Suara-suara yang ingin menjatuhkan presiden Jokowi, sekalipun secara de facto dan de jure sudah sah memimpin. Bahkan bagi pemerintah lockdown dianggap sebagai pintu masuk berbagai kekacauan. Bayang-bayang peristiwa tragis pada bangsa ini pada tahun 1998  seperti dihidupkan kembali oleh para elit negeri ini. Dari beberapa insiden dan postingan di medsos sangat jelas nuansa politik jika terjadi lockdown. Ditangkapnya kelompok Anarko yang merencanakan kekacauan di bulan April, hanya merupakan salah satu indikasi. Pemerintah yang memiliki instrument dan lembaga-lembaga intelejen, pasti sangat paham akan hal ini.
 
Karena itulah kemudian warganet maupun pendukung presiden Jokowi yang terkenal sangat militan langsung bereaksi membully. Sebenarnya bullyan dari warganet sejujurnya diarahkan kepada bapaknya dan eyangnya Almira bukan pada dirinya.

Jadi siapa yang salah? Sebenarnya dalam kondisi yang normal dan tanpa embel-embel di belakang Almira ada AHY & SBY, Almira tidak salah, bahkan patut diacungi jempol, karena sekalipun baru berumur 12 tahun dan duduk di kelas 6, sudah memiliki ketertarikan pada masalah bangsa yang sedang terjangkit virus corona.
 
Mungkin yang kurang bijaksana di sini adalah ayah dan ibu Almira yang kurang memperhatikan dan tidak peka terhadap suasana kebathinan mayoritas masyarakat Indonesia pendukung Jokowi, yang menolak diterapkannya lockdown di Indonesia. Walaupun bagi kedua orangtuannya, Agus dan Annisa ini adalah kreatifitas anak. Apalagi Almira masih kanak-kanak sehingga tidak elok didorong secara tidak langsung ke dunia politik. Apalagi dengan isu yang sangat sensitif yaitu "lockdown".

   
Apakah netizen yang membully Almira salah?

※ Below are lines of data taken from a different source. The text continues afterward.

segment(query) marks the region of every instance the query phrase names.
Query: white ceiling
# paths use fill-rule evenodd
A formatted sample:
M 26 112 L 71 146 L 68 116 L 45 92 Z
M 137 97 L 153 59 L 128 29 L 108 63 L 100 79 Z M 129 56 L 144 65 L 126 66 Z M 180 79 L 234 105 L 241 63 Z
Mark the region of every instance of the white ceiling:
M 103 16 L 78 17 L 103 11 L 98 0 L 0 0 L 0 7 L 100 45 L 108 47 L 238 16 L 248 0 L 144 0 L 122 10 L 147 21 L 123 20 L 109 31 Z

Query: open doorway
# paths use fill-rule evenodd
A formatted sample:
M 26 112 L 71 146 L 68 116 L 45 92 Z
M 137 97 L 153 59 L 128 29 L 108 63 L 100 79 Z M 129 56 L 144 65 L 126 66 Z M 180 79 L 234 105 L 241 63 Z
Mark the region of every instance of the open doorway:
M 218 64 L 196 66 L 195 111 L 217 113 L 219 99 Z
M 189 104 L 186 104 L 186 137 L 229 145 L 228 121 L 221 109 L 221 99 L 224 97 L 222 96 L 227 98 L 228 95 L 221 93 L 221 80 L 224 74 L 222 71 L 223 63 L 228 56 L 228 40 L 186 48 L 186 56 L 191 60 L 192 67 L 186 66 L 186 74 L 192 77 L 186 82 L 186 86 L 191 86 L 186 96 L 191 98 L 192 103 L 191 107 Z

Warganet pendukung presiden tidaklah salah, karena sekali kita munculkan pikiran atau pendapat kita di medsos, risikonya cuma 2, yaitu didukung dengan like dan komen-komen yang positif, atau sebaliknya mendapat bullyan. Inilah risiko menampilkan pikiran atau pendapat di dunia maya yang serba bebas.

Oleh karena itu menurut hemat saya, adalah sangat penting bagi kita untuk berhati-hati dalam memposting sesuatu di dunia maya atau di medsos. Karena pikiran dan pendapat kita akan berhadapan dengan ratusan juta jari yang serta-merta akan meladeni atau memberikan tanggapan terhadap pikiran dan pendapat kita yang kita posting.

Pengalaman yang sudah-sudah banyak orang yang membuat postingan yang kontennya negatif akhirnya harus berurusan dengan aparat yang berwajib. Pada umumnya ketika ditanya jawabnya katanya tidak bermaksud menghina, memfitnah dan lain sebagainya.

Buat Almira, tetap semangat, tetaplah kreatif namun tetaplah juga berhati-hati dalam memberi pendapat atau gagasan, sebab masuk ke dunia medsos penuh dengan risiko penghakiman, apalagi hal itu punya nuansa politik.